Perhaps you’ve been soaring in the corporate heavens for a few years now, and maybe you’re starting to find that things don’t look so great from 30,000 feet up anymore. Perhaps you flew a little too close to the sun? Maybe you are tired, you no longer enjoy the work, or you are out of your depth? Maybe you just want out: you want to dial it down a bit, take an easier, more engaging job, and get your groove back.
However, the problem with the current corporate career ladder is that it only goes one way. Sure, you can come down, but you can’t just neatly climb your way back to the bottom. You either have to jump off — without a parachute — fall off, or be pushed off. In any case, you generally hit the ground with a nasty thud.
It doesn’t have to be this way, and thankfully, things are starting to change. Cathy Benko, vice chairman and managing principal at Deloitte, has recently pioneered the term “career lattices,” which are posed as modern replacements for the one-way career ladder. In a career lattice, employees don’t have to jump off the career ladder when they find they don’t like their role. Instead, they can move left or right, up or down. In a carrer lattice, when individuals reach a point of incompetence, burnout, or disinterest, they can gracefully move back down to a more suitable role.
Such career flexibility is great, but we don’t all work for Deloitte, and most employers haven’t fully embraced or even heard of this concept just yet. This means that, if you are looking to descend the corporate ladder gracefully, you’ll most likely be the first to do so at your particular company. With that in mind, I’d like to offer some tips on how you can climb down the ladder without falling to your doom.
1. Be Brave
There’s no hiding from it: you’ll need to show some courage to abdicate your lofty position. But, as soon as you have made your plan for change, you’ll gain a sense of direction. As you start ticking off some milestones, you’ll feel that you are progressing toward your goals.
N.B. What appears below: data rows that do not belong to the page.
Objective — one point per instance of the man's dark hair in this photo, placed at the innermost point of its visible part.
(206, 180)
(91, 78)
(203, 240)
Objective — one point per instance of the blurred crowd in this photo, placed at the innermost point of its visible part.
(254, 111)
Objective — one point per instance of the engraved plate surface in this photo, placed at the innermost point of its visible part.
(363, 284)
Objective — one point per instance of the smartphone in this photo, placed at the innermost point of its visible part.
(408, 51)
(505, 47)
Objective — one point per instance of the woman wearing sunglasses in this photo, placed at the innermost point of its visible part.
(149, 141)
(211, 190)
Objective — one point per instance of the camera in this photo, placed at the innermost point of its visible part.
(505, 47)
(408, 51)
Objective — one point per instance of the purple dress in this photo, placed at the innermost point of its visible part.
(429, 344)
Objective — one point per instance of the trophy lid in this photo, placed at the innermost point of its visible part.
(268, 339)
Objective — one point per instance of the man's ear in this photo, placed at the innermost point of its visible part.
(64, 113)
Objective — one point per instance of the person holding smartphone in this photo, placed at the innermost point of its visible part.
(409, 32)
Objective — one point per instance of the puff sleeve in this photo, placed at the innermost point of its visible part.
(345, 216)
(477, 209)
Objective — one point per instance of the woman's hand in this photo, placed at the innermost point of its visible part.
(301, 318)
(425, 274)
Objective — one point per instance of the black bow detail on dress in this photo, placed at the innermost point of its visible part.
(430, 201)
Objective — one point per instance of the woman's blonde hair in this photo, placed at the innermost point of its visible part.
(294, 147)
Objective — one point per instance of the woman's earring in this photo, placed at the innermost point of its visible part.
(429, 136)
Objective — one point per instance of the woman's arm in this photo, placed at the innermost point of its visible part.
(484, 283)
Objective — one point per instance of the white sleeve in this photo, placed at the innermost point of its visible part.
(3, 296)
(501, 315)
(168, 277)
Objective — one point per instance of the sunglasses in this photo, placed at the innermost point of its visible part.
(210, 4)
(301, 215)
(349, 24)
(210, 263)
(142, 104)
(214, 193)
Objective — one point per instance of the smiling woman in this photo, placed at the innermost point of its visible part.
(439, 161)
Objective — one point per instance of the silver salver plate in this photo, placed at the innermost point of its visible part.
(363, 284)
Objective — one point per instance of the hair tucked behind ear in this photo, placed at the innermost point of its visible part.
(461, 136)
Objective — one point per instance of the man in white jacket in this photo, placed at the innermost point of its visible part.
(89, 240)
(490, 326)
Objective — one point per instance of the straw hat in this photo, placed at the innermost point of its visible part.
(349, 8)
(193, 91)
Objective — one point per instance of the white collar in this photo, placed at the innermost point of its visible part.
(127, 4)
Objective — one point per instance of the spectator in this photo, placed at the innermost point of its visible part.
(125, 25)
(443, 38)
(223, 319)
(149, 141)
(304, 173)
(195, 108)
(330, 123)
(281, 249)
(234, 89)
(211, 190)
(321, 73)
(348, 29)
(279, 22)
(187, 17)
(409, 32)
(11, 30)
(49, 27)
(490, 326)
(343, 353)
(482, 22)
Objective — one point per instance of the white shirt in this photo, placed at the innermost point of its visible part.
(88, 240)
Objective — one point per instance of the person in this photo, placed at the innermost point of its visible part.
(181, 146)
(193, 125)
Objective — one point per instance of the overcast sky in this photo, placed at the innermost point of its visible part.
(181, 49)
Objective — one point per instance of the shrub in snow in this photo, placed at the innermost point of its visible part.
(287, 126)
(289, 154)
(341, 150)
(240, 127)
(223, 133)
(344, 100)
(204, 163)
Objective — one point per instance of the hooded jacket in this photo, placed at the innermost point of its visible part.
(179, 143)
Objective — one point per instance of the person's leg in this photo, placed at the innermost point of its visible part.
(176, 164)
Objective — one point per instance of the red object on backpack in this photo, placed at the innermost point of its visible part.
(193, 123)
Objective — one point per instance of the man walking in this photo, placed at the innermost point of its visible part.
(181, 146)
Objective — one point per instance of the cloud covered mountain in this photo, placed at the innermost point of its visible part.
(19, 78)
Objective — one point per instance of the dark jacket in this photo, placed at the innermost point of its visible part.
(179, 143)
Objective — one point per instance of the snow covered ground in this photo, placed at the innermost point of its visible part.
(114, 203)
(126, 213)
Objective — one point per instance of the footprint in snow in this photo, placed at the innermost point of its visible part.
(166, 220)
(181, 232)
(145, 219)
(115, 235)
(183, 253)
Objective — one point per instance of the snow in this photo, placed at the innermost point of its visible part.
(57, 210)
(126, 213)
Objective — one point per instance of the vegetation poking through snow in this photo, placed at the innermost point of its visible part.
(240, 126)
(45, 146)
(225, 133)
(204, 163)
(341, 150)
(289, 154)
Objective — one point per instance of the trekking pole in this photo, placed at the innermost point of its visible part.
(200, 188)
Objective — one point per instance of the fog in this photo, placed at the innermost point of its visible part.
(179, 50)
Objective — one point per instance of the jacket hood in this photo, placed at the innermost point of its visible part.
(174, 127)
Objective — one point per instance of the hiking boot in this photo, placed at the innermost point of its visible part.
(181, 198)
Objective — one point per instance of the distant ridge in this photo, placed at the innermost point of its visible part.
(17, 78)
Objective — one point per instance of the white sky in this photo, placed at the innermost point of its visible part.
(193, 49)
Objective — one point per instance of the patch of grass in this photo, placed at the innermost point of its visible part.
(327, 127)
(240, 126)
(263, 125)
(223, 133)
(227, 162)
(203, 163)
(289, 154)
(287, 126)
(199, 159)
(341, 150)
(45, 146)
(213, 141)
You’ll be focused and galvanized, and the feelings of uncertainty will start to ebb away.
2. Use Positive Visualization
Research such as the book Creative Visualization by Alan Richardson and this article by Catherine Chadwick shows that positive visualization – the process of rehearsing, acting out, seeing, and visualizing success in your mind – can better prepare you to achieve goals. It can certainly help you achieve an especially difficult goal, such as climbing down a career ladder. Engage in positive visualization by visualizing what success might look like in 2-3 years and what you’ll do to achieve ultimate success next week, next month, next quarter, and so on. If you need help in engaging in positive visualization, just search the Internet. You’ll find plenty of step-by-step guides.
3. Speak to Your Manager
Your request to step down may take your manager by surprise, so it’s a good idea to arrange a meeting with them to explain your reasoning. You should also explain what might happen if you don’t make the change and why you think climbing down the corporate ladder will benefit you, your manager, and your organization. The most attractive benefit, of course, is that you will be more engaged and effective.
4. Try to Negotiate a Step-Down
You may want to speak to peers and coworkers and explain your plans. You may find that you are able to negotiate a step-down in role within the organization. If your manager is on your side, they may be able to help you with this.
5. Apply to the Open Market
If the previous negotiation step fails, you’ll simply have to apply for suitable, more junior-level jobs within your company’s internal job market or the external job market overall.
If you are going external, you’ll need to make a compelling case for your decision to seek a lower-level position to potential new employers. In a situation like this, I think that using a recruiter can be especially beneficial. If you can convince the recruiter of your authenticity and the soundness of your decision, they can act as a powerful ally and fight for you with skeptical corporate hiring teams.